The first chapter of Wuthering Heights is largely introductory, establishing the time (1801) and place (Wuthering Heights, on the Pennine moors of England). Upon starting the book, I was more than a little confused by the choice of narrator. From what I had heard about the book, I was expecting something more to the tune of Pride and Prejudice, but instead, the narration style of The Great Gatsby is what greeted me. Admittedly, I can’t remember whether or not Nick told Gatsby’s story through a therapist, as he did in the movie, but it is clear to me (due to my own impression and a quick google search to make certain) that our narrator Mr. Lockwood tells the story of Wuthering Heights through writings in his journal.
At first, I was a little aggravated by the choice of narrator because I picked the book in anticipation of a lot of drama and could not see how someone on the outside (that is, not Heathcliff or Catherine) could deliver on the theatrics I had come to expect. But the more I read Wuthering Heights and consider F. Scott Fitzgerald’s classic, the more I can understand why an objective narrator is the best choice (as is true with most novels chronicling some corrupt moral predicament).
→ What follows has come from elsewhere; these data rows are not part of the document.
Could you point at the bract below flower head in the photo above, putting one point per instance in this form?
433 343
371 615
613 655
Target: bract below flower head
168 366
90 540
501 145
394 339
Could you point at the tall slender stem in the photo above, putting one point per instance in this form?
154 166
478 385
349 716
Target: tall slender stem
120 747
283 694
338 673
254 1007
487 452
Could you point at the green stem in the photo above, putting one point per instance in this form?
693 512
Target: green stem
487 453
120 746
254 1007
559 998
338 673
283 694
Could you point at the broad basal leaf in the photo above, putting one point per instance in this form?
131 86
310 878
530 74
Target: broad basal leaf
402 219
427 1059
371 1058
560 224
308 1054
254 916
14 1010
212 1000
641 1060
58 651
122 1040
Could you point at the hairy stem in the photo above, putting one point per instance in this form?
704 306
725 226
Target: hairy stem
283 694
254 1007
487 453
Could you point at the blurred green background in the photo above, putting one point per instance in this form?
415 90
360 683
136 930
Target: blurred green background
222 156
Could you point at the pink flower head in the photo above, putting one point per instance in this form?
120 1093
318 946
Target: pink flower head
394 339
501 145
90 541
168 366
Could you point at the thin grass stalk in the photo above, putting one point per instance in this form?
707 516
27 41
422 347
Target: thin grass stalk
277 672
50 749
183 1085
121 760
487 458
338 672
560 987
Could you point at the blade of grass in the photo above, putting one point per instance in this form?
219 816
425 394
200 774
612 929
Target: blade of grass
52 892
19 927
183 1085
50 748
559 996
Once I accepted the perspective (and reread the first chapter), I really liked Lockwood from as early as the first page for little reason other than his apparent dimwittedness and lack of social grace. In the very first sentence, his ineptitude rears its ugly head. Lockwood writes that Heathcliff is “the solitary neighbor that [he] shall be troubled with,” but it is not long before anyone reading this novel can see that it is our dear narrator who will be troubling Heathcliff. This is only one of several times his journal directly juxtaposes the truth. I even laughed when he said “[he] felt interested in a man who seemed more exaggeratedly reserved than [himself]” because, even though I have only just begun the book, Lockwood has shown that he is anything but reserved, let alone “exaggeratedly” so (9).
Despite Heathcliff’s wish that there would be “no repetition of [his] intrusion,” Lockwood finds himself traveling to Wuthering Heights once again, this time meeting some new family members of vague association (13). I myself still don’t know how exactly Heathcliff, Catherine, and Hareton are all related, but most of my confusion may just be a result of expectation (this is why it’s best to go into a book knowing absolutely nothing). Though, the resounding question I have after they’re introduced has less to do with who they are and more to do with why they are all so ridiculously hostile. Are they all just “like that?” Is it pent up anger from a past transgression that was picked up by the other two? Were they raised that way? I’m not sure, but I’m anxious to know, as finding out why someone is the way they are generally gives way to better knowing them and understanding their motives.